Двадцать лет обустраивал свой дом папаша Гарсен. Строительство он начал еще в ту пору, когда в Монпелье у него было собственное дело, так что в Гро-дю-Руа приезжал лишь по воскресеньям. Старик постоянно что-нибудь мастерил. То во дворе, то у стены стояли леса: так появились сперва балконы, потом наружная лестница и фонтан.
У него была копна густых седых волос, обветренное лицо. Такой же внешностью и столь же крепким телосложением обладала и его жена. Видно, долгая совместная жизнь сделала их похожими друг на друга.
— Мой отец был лучше всех на свете…
— Ну, конечно, малыш. Такой ухи, как у него, больше не попробуешь нигде.
Почему же Альбер так настойчиво повторяет эти слова, словно желая услышать подтверждение?
— Ведь он был честный человек?
— Черт побери! И ты еще сомневаешься?
Он не сомневался. Не сомневался прежде. Но последнее время все чаще беспокоит его этот вопрос, который даже и в голову ему не приходил, когда он жил в Гро-дю-Руа.
Когда отец вернулся с войны, ему было сорок два года. Обе руки были целы, но застрявший в плече осколок снаряда причинял мучительную боль. В Монпелье, где их семейство жило до тех пор, они пробыли всего несколько недель, и отец, даже не заикнувшись о том, чтобы вернуться в москательную лавку, устроился в Гро, переехав в еще не достроенный дом тестя.
Нрав у него переменился, временами он по нескольку дней ни с кем не разговаривал. Именно тогда Альбер, которому едва исполнилось девять лет, услышал об ампутации.
Месяц спустя отец выписался из больницы, один рукав был пуст. О том, чтобы работать, после того и речи не было. Занять прежнюю должность, видно, не представлялось возможным. Но разве нельзя было найти такое дело, с которым можно и с одной рукой справиться?
Однако никто об этом не посмел и заикнуться. Альбер знал, что отец получает пенсию, об этом позаботился один влиятельный человек, который иногда навещал отца, и они о чем-то, запершись, беседовали. Потом Альбер видел отца, шагающего во главе колонны ветеранов. Со своим пустым рукавом он производил впечатление: его выбрали президентом организации.

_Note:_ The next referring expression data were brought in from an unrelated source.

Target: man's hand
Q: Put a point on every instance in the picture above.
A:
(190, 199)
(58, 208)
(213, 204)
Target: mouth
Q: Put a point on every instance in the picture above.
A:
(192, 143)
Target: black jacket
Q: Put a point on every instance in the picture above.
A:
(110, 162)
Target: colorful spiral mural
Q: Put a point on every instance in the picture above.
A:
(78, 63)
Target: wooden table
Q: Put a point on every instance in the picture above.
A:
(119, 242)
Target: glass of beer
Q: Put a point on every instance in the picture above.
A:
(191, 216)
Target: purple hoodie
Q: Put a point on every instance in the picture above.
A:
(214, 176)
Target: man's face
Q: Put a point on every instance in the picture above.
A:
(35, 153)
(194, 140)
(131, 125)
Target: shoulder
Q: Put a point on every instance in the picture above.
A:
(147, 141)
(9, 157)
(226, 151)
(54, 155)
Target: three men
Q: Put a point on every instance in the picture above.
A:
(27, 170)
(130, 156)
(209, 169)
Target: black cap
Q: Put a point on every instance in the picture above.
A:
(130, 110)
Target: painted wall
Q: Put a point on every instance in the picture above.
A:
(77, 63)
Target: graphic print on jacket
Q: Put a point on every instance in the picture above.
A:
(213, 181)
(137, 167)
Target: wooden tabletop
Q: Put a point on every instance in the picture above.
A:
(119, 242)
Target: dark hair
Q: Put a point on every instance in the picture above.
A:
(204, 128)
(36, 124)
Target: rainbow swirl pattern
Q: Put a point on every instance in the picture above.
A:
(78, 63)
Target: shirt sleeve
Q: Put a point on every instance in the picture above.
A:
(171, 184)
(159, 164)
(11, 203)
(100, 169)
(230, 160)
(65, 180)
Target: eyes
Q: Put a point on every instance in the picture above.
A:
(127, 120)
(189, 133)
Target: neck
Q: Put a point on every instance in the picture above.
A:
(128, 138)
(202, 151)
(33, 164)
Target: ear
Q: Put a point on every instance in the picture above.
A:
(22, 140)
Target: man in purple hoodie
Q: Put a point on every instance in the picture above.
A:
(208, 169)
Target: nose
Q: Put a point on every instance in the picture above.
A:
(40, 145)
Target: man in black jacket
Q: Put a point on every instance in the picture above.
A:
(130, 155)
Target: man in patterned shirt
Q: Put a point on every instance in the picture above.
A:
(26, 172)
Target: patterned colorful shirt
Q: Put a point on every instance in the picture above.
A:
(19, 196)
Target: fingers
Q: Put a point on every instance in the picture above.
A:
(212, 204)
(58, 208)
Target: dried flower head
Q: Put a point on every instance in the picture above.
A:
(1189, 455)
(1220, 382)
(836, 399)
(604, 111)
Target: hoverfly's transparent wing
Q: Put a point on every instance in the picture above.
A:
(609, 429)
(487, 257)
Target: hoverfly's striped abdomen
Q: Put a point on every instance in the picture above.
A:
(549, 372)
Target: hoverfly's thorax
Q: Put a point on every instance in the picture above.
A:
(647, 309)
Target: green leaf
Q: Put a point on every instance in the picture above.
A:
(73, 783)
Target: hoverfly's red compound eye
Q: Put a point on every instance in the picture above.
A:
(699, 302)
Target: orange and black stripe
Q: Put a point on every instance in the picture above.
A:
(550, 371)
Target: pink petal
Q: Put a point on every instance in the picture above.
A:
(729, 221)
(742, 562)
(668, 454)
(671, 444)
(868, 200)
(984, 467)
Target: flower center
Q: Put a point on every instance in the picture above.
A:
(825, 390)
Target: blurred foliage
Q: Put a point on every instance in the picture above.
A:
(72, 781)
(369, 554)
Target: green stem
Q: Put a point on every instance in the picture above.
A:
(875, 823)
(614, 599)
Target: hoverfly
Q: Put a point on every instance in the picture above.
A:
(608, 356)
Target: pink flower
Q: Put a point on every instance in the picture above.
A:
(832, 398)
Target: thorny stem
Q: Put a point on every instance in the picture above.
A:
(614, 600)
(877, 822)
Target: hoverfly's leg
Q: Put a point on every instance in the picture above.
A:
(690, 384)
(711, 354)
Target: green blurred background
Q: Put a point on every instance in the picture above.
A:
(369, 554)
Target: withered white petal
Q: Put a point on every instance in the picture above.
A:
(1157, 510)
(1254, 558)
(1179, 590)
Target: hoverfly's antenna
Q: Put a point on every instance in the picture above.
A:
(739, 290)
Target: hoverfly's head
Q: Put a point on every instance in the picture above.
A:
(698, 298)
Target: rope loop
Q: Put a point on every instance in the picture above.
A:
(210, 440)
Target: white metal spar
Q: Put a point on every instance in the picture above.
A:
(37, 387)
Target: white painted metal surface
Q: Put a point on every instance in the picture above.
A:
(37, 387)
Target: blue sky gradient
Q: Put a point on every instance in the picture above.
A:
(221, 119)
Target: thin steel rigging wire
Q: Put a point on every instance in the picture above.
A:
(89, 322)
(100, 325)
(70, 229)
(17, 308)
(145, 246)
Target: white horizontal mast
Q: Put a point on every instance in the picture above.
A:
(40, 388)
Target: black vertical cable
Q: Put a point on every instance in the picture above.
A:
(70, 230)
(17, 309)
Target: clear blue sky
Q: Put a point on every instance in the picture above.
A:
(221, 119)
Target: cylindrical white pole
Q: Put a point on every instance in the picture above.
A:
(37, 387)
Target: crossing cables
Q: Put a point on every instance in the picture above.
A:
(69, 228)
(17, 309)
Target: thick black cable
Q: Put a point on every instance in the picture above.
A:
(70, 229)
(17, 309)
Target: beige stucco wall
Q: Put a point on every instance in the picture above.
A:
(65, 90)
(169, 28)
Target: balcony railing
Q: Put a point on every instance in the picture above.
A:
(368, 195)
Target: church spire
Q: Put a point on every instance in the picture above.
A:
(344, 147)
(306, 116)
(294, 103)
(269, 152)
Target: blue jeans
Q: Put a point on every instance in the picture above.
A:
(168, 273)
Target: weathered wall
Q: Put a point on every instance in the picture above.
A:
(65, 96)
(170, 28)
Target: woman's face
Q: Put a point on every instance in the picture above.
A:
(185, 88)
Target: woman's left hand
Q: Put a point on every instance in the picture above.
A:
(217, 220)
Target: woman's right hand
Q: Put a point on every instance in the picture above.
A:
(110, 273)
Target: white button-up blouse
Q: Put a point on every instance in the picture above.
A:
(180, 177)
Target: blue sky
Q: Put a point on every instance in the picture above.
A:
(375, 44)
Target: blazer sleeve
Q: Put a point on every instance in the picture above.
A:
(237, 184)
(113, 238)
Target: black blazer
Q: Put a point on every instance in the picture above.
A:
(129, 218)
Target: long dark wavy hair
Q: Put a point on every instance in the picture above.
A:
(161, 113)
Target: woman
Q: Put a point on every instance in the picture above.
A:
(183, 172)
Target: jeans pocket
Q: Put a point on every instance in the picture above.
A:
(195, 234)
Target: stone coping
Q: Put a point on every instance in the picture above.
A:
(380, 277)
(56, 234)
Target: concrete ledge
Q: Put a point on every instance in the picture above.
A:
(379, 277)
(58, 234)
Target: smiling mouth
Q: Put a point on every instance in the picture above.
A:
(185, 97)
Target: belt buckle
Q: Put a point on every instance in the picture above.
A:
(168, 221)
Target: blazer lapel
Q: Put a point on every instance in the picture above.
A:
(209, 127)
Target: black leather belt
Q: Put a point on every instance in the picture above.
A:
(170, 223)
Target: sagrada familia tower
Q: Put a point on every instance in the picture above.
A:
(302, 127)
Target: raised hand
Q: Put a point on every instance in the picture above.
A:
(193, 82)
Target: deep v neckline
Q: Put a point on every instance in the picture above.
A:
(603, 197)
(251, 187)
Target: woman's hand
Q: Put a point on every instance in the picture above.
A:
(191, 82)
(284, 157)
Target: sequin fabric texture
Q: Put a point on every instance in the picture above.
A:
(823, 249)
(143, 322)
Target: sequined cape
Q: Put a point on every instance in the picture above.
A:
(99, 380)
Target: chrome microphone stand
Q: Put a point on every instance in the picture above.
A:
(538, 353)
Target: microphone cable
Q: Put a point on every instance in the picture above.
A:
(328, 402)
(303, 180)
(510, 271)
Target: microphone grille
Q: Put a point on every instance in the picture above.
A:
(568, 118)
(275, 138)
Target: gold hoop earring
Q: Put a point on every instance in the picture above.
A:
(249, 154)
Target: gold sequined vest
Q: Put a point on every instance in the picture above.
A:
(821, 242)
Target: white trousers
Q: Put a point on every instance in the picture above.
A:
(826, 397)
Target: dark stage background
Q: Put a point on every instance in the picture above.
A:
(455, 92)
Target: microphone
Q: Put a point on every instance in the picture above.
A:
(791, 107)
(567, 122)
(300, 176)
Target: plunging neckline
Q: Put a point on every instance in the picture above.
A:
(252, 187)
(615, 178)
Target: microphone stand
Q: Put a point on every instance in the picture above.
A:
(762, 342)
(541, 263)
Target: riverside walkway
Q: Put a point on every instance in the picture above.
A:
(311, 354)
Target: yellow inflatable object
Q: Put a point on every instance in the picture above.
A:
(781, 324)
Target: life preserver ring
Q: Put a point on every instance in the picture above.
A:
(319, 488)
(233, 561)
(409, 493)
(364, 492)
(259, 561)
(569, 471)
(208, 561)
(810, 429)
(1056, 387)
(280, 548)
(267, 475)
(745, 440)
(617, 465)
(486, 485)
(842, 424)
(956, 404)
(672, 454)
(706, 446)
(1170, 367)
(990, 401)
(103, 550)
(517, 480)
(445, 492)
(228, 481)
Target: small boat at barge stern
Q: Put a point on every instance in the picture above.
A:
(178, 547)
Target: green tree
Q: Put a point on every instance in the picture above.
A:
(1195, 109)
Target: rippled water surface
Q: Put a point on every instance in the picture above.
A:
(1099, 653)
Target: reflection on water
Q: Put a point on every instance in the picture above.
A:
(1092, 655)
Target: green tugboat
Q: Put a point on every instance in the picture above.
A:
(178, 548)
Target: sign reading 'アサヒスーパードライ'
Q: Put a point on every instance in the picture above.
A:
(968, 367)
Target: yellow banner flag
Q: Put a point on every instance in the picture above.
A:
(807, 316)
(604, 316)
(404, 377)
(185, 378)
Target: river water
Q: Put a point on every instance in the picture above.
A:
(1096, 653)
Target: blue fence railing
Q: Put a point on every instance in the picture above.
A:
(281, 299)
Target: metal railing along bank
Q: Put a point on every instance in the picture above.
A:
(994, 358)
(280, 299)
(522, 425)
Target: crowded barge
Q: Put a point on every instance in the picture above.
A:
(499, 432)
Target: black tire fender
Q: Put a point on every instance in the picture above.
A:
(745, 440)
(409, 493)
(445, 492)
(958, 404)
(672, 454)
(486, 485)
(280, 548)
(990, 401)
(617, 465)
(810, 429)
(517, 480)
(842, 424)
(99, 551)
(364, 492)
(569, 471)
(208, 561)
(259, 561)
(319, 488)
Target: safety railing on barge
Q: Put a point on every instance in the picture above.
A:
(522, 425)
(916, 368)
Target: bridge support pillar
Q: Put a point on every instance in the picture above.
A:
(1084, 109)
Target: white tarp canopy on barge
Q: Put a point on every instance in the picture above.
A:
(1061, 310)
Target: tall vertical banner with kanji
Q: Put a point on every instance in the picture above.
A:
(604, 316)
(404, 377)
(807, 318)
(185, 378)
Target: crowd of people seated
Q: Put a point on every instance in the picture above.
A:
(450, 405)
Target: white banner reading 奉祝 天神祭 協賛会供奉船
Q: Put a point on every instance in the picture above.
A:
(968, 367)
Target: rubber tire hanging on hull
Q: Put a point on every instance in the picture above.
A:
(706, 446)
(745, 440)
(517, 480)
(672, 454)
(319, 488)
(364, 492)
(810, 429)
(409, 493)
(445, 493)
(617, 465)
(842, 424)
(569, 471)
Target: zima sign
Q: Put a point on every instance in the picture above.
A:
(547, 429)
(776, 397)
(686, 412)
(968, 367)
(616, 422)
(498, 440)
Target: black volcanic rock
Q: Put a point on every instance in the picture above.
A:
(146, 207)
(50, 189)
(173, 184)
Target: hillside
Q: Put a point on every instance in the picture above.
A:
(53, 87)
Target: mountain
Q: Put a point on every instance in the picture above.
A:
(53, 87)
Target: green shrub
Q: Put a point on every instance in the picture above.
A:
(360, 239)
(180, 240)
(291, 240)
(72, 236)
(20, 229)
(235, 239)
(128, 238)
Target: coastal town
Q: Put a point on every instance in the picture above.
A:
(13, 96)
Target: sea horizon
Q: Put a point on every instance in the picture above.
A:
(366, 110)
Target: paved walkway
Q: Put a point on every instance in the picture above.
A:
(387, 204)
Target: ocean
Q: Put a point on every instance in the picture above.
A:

Семья их была небогатой, но в деньгах на жизнь, казалось, не нуждалась. Два-три года спустя в этом же доме поселились старики Гарсены, началось, можно сказать, вольготное, беззаботное существование цыган, которые запружают дороги, ведущие в Сент-Мари.
Дымя трубкой, старик Гарсен строил свой дом, а отец Альбера, встав с постели, слонялся в домашних туфлях. Лишь зимой надевал поверх пижамы пальто, когда шел в порт, чтобы в кафе Жюстена выпить стаканчик белого. Иногда отправлялся рыбачить в своей лодочке с выкрашенным в зеленый цвет планширем, и тогда с причала можно было видеть, как он, бросив якорь, неподвижно сидит под зонтом.